In North Carolina, the laws defining assault go into great detail. 

Who the victim is, the use of a weapon and the intent of the offender may affect whether it is a felony or misdemeanor, and how severe penalties are. 

A disability 

Simple assault, simple assault and battery, and simple affray are Class 2 misdemeanors. A conviction could result in spending up to 60 days in jail. However, if the victim has a disability, the same action may be a Class A1 misdemeanor, with a maximum sentence of 150 days in jail. Aggravated assault or assault and battery may result in a Class F felony if the victim has a disability. Class F felony incarceration could last from 10 to 41 months. 
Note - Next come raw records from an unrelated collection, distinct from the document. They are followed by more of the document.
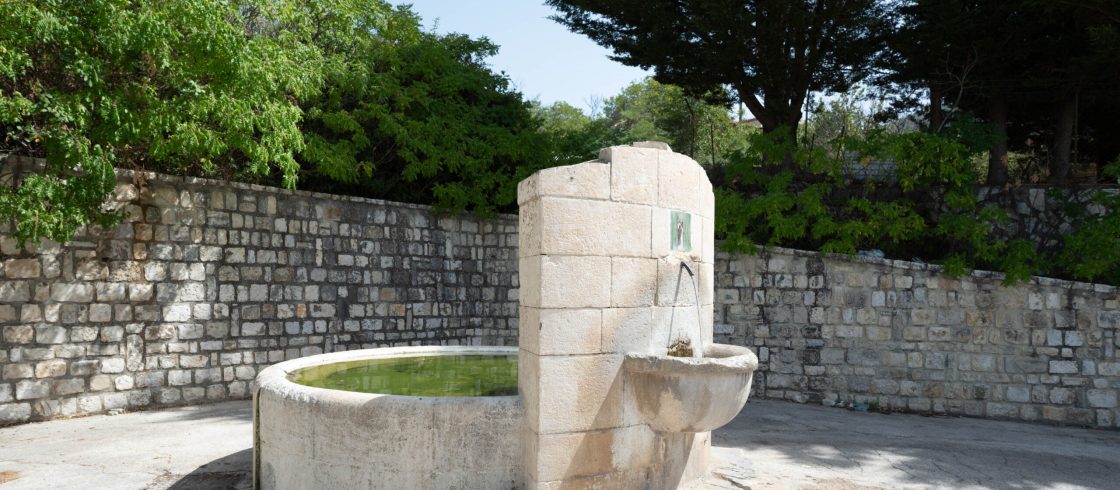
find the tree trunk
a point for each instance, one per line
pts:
(997, 156)
(1063, 139)
(936, 114)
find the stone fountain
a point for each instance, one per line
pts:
(616, 264)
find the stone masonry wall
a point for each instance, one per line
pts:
(902, 336)
(207, 282)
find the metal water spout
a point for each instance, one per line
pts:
(696, 294)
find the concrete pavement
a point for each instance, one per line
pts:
(770, 445)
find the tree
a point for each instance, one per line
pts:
(771, 53)
(174, 86)
(412, 115)
(574, 137)
(1027, 67)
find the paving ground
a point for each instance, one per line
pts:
(771, 445)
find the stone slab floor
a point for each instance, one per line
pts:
(771, 445)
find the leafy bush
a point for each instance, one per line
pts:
(412, 115)
(175, 85)
(777, 194)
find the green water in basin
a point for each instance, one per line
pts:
(418, 376)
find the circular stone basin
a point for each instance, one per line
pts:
(692, 394)
(446, 375)
(431, 417)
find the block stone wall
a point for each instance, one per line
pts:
(206, 282)
(894, 335)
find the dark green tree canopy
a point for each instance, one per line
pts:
(772, 53)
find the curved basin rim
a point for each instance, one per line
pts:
(730, 359)
(279, 373)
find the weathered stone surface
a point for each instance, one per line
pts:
(969, 345)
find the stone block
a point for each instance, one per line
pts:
(17, 370)
(627, 330)
(1063, 367)
(15, 412)
(29, 389)
(49, 333)
(572, 282)
(21, 333)
(50, 368)
(575, 455)
(72, 292)
(22, 269)
(633, 173)
(678, 182)
(15, 292)
(177, 312)
(576, 393)
(112, 366)
(1102, 398)
(72, 386)
(588, 180)
(563, 331)
(633, 282)
(589, 227)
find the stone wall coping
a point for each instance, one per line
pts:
(165, 178)
(911, 265)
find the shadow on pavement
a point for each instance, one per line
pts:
(232, 471)
(913, 450)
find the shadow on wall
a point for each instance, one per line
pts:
(911, 450)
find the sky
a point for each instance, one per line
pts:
(542, 59)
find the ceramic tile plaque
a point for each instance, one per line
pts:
(681, 232)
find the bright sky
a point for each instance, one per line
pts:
(541, 57)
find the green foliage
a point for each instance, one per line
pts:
(412, 115)
(574, 137)
(772, 53)
(175, 86)
(644, 111)
(815, 205)
(1092, 251)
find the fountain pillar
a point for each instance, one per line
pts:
(600, 250)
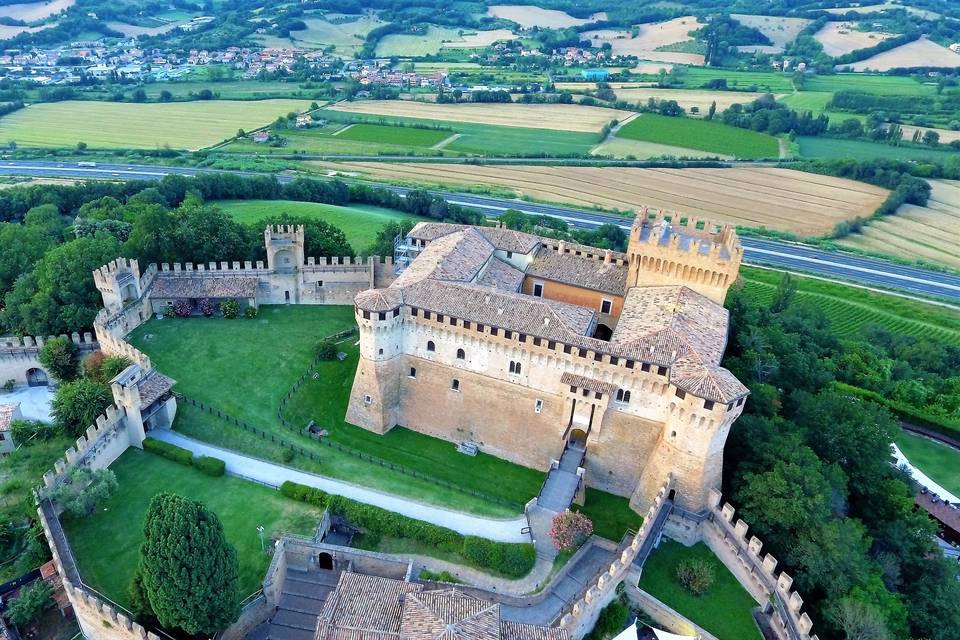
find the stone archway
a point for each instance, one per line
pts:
(37, 378)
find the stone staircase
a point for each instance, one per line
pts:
(304, 594)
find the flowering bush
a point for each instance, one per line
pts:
(183, 308)
(208, 307)
(570, 530)
(230, 308)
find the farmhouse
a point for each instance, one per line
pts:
(528, 348)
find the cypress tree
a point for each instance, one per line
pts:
(188, 571)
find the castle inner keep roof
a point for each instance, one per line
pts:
(169, 286)
(373, 608)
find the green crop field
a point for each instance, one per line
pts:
(701, 134)
(410, 136)
(724, 610)
(819, 147)
(882, 85)
(180, 125)
(117, 524)
(360, 223)
(850, 309)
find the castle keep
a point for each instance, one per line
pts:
(526, 346)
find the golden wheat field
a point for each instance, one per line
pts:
(561, 117)
(930, 233)
(802, 203)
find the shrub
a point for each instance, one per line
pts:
(570, 530)
(183, 308)
(169, 451)
(230, 308)
(695, 575)
(210, 465)
(207, 307)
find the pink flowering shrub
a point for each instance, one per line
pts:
(570, 530)
(183, 308)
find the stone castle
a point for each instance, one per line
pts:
(524, 346)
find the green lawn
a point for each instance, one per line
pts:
(939, 461)
(245, 368)
(611, 515)
(701, 134)
(411, 136)
(724, 610)
(117, 524)
(850, 309)
(819, 147)
(360, 223)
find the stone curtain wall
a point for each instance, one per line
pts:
(586, 608)
(728, 540)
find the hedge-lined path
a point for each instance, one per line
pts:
(274, 475)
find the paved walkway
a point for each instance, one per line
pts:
(922, 478)
(274, 475)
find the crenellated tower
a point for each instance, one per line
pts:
(705, 259)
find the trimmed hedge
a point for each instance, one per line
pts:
(170, 451)
(510, 559)
(210, 465)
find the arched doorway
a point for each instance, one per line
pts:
(37, 378)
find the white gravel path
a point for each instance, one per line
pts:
(275, 474)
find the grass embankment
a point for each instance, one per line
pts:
(246, 367)
(107, 543)
(939, 461)
(850, 309)
(724, 610)
(360, 223)
(701, 134)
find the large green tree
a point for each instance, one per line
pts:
(187, 571)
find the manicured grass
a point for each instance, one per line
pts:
(245, 368)
(107, 543)
(701, 134)
(395, 135)
(850, 309)
(724, 610)
(939, 461)
(181, 125)
(360, 223)
(818, 147)
(611, 515)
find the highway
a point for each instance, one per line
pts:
(868, 272)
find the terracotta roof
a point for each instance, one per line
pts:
(579, 271)
(7, 411)
(220, 286)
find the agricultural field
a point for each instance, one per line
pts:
(561, 117)
(928, 233)
(919, 53)
(360, 223)
(190, 125)
(839, 38)
(688, 98)
(851, 309)
(781, 31)
(701, 134)
(528, 16)
(802, 203)
(651, 39)
(814, 147)
(32, 11)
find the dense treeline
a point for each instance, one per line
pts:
(57, 235)
(810, 469)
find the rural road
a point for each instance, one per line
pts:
(869, 272)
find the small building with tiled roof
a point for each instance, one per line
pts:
(523, 344)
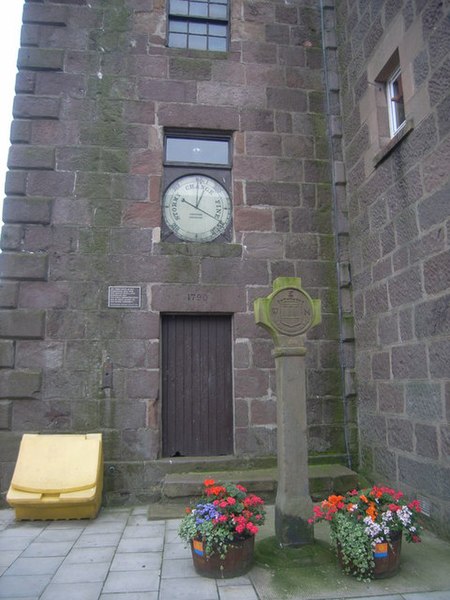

The term “disability” refers to a physical or mental condition that could affect someone’s ability to defend himself or herself. 

The use of a firearm 

Intentionally shooting someone is a criminal offense, of course. However, simply neglecting firearm safety can also result in a criminal charge. Pointing a gun at someone, whether or not it has bullets in it, is a Class A1 misdemeanor if the person holding the gun does it without legal authority to do so. It does not matter whether the person holding the gun is pointing it as a joke. The act is illegal. 

Discharging a firearm into an occupied building, vehicle, boat or structure could be a Class E or Class D felony, but if the act causes a serious injury, it is a Class C felony. 

Malice aforethought 

If a person, without malicious intent, maims someone through castration or by cutting, slitting or biting off the nose, lip or ear, or a limb, it is a Class E felony. Incarceration may last 15 to 63 months. The same action, but with malicious intent, could be a Class C felony with incarceration lasting 44 to 182 months. 

When someone intentionally and maliciously maims another with acid, or attacks him or her in secret, the offense is a Class E felony. Maliciously cutting out or disabling the tongue or an eye of another person, or helping someone to do this, is a Class C felony. 

Malice aforethought essentially means premeditation, according to the Legal Information Institute.